In the village of Strekov, in southern Slovakia where the flatlands give way to the sweeping Pannonian Plain, a former pumpkin-seed farmer named Zsolt Sütő has become one of the most important figures in Central European natural wine. His estate, named for the year 1075 AD when the village's existence was first committed to writing, is now a benchmark for uncompromising, zero-sulfur winemaking east of Vienna.
A Farmer Turned Philosopher
Zsolt Sütő grew up in a region where ninety percent of the population is of Hungarian descent, including himself. Before wine, he cultivated pumpkin seeds, a traditional crop of the Carpathian basin. He began acquiring vineyard land in 2002, converted to organic farming in 2009, switched to fully spontaneous fermentation in 2012, and by 2017 had committed to adding zero sulfur at any stage of production. That gradual, deliberate evolution reflects a thinker who moves at the pace of the soil.
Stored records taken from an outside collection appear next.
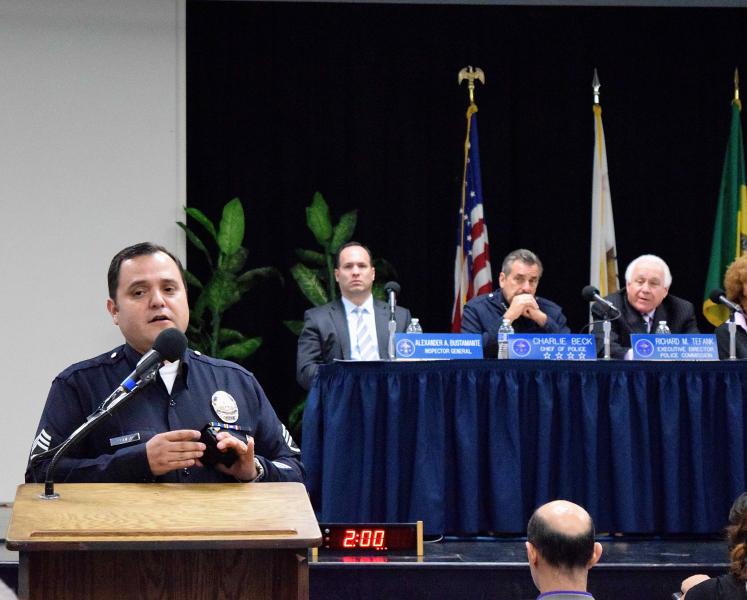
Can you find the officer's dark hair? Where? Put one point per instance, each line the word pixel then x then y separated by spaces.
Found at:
pixel 558 549
pixel 141 249
pixel 522 254
pixel 348 245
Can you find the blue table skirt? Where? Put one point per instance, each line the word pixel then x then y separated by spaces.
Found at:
pixel 476 446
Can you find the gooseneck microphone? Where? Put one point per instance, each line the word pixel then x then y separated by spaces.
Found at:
pixel 591 294
pixel 392 288
pixel 168 346
pixel 719 297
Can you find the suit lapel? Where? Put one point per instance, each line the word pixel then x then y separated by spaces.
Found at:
pixel 340 321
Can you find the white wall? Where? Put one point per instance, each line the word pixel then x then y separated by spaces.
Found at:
pixel 92 159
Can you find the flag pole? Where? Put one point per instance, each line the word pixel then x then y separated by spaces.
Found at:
pixel 595 87
pixel 470 74
pixel 463 277
pixel 736 89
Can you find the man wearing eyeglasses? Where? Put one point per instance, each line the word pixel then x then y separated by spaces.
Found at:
pixel 643 303
pixel 516 300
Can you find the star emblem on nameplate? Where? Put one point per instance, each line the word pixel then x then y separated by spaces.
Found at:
pixel 521 348
pixel 644 348
pixel 405 348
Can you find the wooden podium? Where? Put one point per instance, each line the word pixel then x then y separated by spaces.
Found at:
pixel 140 541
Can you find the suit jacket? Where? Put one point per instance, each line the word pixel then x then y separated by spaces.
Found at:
pixel 325 336
pixel 484 314
pixel 678 313
pixel 722 338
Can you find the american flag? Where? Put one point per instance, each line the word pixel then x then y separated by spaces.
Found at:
pixel 472 275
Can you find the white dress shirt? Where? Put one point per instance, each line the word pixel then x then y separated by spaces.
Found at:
pixel 368 317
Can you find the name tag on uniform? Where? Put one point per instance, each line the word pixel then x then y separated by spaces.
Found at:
pixel 552 346
pixel 678 346
pixel 124 439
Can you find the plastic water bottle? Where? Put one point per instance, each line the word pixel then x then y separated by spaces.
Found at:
pixel 414 326
pixel 503 332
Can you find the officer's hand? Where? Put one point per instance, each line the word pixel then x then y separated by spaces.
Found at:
pixel 173 450
pixel 244 468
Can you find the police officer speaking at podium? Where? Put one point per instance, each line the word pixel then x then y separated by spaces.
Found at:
pixel 155 436
pixel 516 300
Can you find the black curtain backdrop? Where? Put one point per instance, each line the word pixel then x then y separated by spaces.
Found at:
pixel 361 102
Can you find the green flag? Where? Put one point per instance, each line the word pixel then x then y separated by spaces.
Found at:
pixel 730 230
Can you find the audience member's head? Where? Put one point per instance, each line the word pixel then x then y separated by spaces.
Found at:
pixel 735 281
pixel 561 547
pixel 736 532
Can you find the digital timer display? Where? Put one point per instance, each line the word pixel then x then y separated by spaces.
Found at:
pixel 370 537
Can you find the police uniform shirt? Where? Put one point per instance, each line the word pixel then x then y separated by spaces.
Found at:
pixel 205 390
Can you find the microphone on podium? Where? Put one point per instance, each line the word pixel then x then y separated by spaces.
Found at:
pixel 591 294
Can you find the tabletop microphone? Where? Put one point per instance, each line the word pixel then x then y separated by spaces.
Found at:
pixel 591 294
pixel 719 297
pixel 392 288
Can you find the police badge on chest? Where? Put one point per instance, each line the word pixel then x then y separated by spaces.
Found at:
pixel 225 407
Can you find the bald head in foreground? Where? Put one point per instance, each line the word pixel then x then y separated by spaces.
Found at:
pixel 561 550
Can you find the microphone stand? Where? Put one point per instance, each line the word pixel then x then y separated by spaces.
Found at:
pixel 606 328
pixel 392 325
pixel 91 422
pixel 732 337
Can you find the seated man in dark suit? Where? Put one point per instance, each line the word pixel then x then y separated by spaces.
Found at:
pixel 354 327
pixel 515 301
pixel 643 303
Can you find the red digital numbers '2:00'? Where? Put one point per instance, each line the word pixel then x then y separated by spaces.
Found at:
pixel 364 538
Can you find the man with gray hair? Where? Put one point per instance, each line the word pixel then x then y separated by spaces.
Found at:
pixel 643 303
pixel 561 550
pixel 516 300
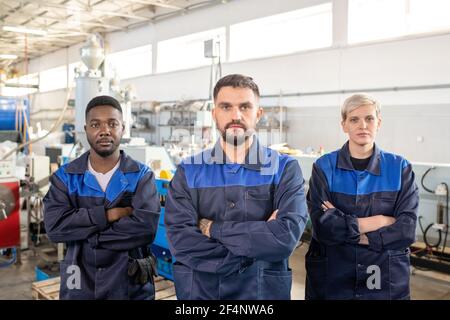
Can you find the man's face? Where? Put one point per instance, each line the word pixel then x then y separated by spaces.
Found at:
pixel 236 112
pixel 104 129
pixel 362 125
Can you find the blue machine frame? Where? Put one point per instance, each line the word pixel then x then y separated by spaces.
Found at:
pixel 160 247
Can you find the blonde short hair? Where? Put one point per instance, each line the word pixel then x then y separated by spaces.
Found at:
pixel 357 100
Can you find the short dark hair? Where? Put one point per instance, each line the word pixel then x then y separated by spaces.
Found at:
pixel 103 101
pixel 236 81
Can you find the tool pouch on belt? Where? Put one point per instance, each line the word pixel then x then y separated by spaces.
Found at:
pixel 143 270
Wooden Stakes and Ancient Varieties
Across 12 hectares, Zsolt has replaced metal trellising with hand-hewn wooden stakes cut from local forest, lowering the fruit to within a few inches of the earth. He believes this physical proximity to the ground intensifies the transmission of terroir. Vines are hand-worked and sprayed only with preparations of horsetail and chamomile. The vineyards are planted primarily to indigenous and historic varieties: Welschriesling, Grüner Veltliner, Portugieser, Blaufränkisch, and newer crossings like Alibernet, Dunaj, and Devín.
Zero-Zero in the Cellar
Fermentations run entirely on native yeasts in open-top tanks and barrels. Whites often receive extended skin contact, with certain cuvées aged under a film of flor yeast in the Georgian-inspired Kakheti method. Reds may be whole-bunch fermented or destemmed depending on the vintage. Nothing is fined, filtered, or chaptalised. The wines are bottled according to the lunar calendar, by gravity, with as little disturbance as possible.
Mentor and Catalyst
Zsolt is widely credited with encouraging the founders of other Slovak natural wine estates, telling young would-be vignerons simply: do not be afraid. His wines now travel to Japan, Denmark, the UK, and the United States, carrying a village's name from the eleventh century into the twenty-first.